When you hear ‘sexually liberated,’ what picture pops into your head? For many, it’s about being free; free to explore, express themselves, and make their own choices without shame. 

Back in the day, especially from the 1960s to 1980s in the West, there was a certain kind of sexual revolution. Practices like premarital sex, queer relationships, and even just talking about sex openly became normal. Conversations once had in hushed tones started becoming commonplace in public squares.

But let’s not forget, not too long ago, society was way more uptight. Sex was treated as something sacred or as something sinful. Parents hardly talked about it. And for women especially, virginity was a big deal, something to guard with your life. If you didn’t, well, people would either whisper or outrightly shame you.

Honestly, moving towards sexual freedom was a good thing. People were tired of being told how to live, how to love, and what to do with their bodies. And that’s fair. Everyone should have the right to choose. But here’s where it gets a bit messy: what happens when the very people who fought for this freedom start looking down on those who choose a different path?

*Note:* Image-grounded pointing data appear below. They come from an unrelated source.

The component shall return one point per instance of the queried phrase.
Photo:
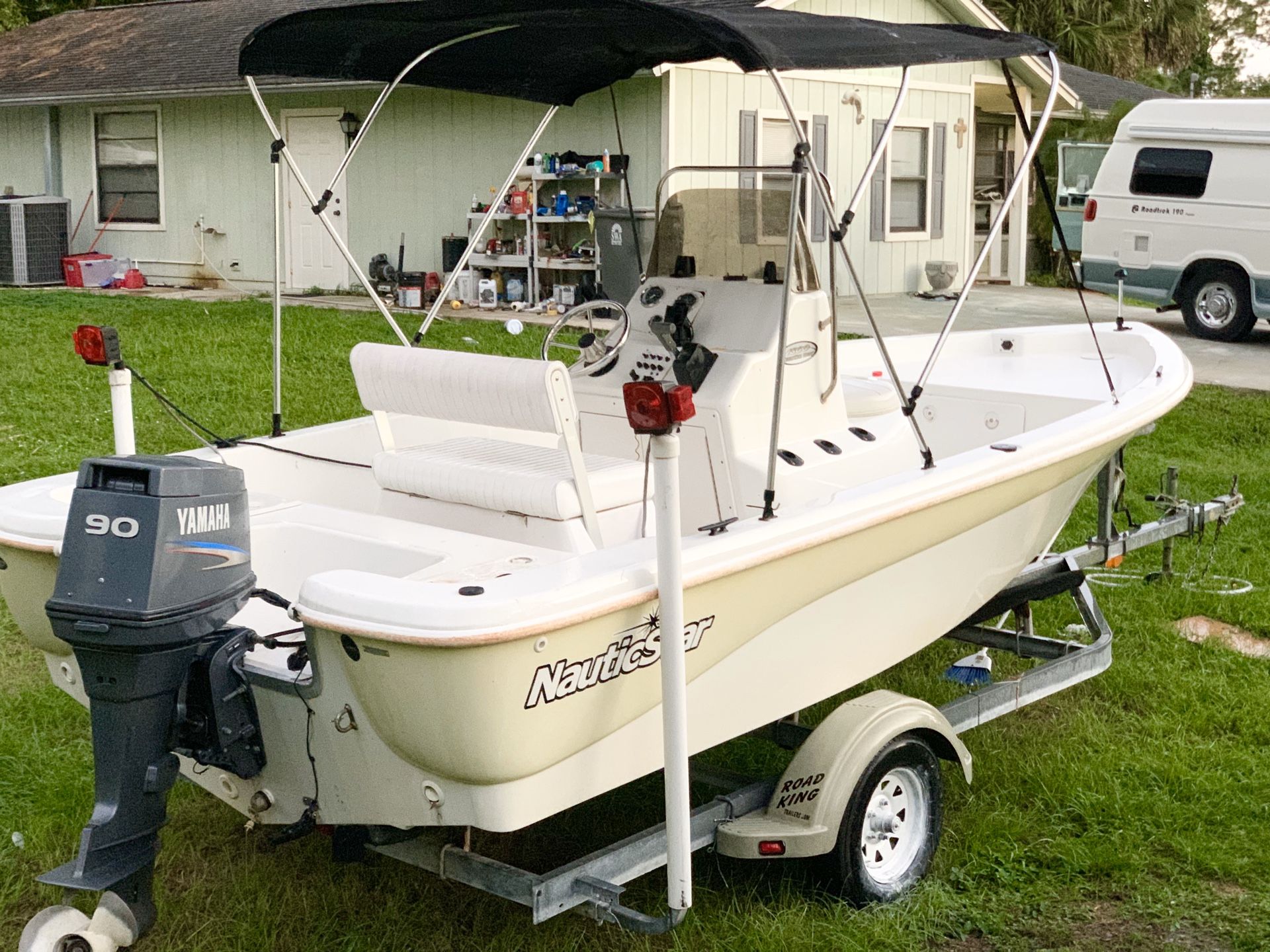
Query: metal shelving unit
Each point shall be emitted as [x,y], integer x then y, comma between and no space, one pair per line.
[563,230]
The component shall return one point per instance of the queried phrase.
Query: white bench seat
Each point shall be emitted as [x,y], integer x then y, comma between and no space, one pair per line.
[516,477]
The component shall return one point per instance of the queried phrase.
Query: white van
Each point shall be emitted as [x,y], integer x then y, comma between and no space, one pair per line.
[1183,205]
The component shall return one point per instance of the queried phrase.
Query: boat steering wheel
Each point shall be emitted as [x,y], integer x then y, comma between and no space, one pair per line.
[596,352]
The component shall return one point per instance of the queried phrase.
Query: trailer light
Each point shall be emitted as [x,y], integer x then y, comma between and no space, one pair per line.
[651,408]
[98,347]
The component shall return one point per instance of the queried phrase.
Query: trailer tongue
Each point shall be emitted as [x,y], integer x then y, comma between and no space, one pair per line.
[157,560]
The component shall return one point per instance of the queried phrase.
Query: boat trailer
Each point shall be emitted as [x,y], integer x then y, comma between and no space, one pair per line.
[595,883]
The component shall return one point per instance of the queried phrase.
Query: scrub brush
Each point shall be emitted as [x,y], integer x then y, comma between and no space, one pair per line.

Read this: Why Does Society Shame Male Virgins & How to Kill The Stigma

The Other Side of the Coin

We talk a lot about sexual freedom these days. We celebrate confidence, openness, and owning your story. Yet, in the same breath, people who choose to be abstinent, celibate, or simply haven’t had sex yet get shamed or treated like something’s wrong with them. Na wa o!

If someone says they’re saving sex for marriage or haven’t had sex in a while, do you see a lot of applause? Not really. It’s usually awkward silence, a sarcastic comment, or a dismissive eye-roll. Why? Isn’t the whole point of liberation about choice?

You can’t shout about your own freedom while mocking someone else for choosing differently. That’s not freedom. Looks more like hypocrisy.

Virginity Isn’t a Superpower, But It’s Still a Choice

Let’s get this straight: being a virgin doesn’t make you a saint or a better person. It doesn’t define your worth, your kindness, or how mature you are. But that doesn’t mean we should make fun of people who value it.

Some folks choose abstinence because of their personal beliefs. Others are just waiting for the right person. Some simply don’t feel ready and guess what? guess what? That’s totally fine. The main thing is, they made a choice. And that choice deserves the same respect as anyone else’s.

It’s ironic, really. In a world that constantly preaches sexual freedom, being a virgin is becoming something to be ashamed of. People are scared to admit they haven’t had sex, not because they’re embarrassed by their choice, but because they’re afraid of being judged or not taken seriously. Some even lie about it just to fit in.

That fear is very, very real.

The Pressure to ‘Catch Up’

Research shows that people, especially young adults, often think everyone else is way more sexually active than they actually are. This idea that “everyone else has done it” puts a lot of pressure on them to join the crowd. As one therapist, Rachel Keller, puts it, people are often surprised to find out how many others are in the same boat as them. Many are, they just don’t talk about it.

So, we have a generation that talks about freedom but secretly pushes for everyone to be the same. That’s not moving forward, it’s just a new way of controlling people, only now it’s wearing a fancy new costume.

Real Liberation is About Respecting Everyone

True sexual freedom isn’t just about having sex. It’s also about having the choice to not have it. The right to say ‘yes’ also means you have the right to say ‘no’. Real liberation means making space for every single choice, even the ones you don’t personally understand or agree with.

We can’t keep celebrating one group while shutting up another. It just doesn’t work like that. If someone is proud of being sexually active, it makes sense. But if someone else is proud of being a virgin, that’s also fine. To each their own.

Freedom isn’t just for the loudest voices or the most popular opinions. It is for everyone.

The Bottom Line

We live in a world that’s more open about sex than ever before, and that’s a good thing. But being open should never mean leaving others out. Virginity isn’t a weakness or a joke. It’s a personal decision, just like every other sexual choice. And if we truly are as free and liberated as we claim to be, then it’s time we started acting like it, by respecting everyone’s right to choose their own way.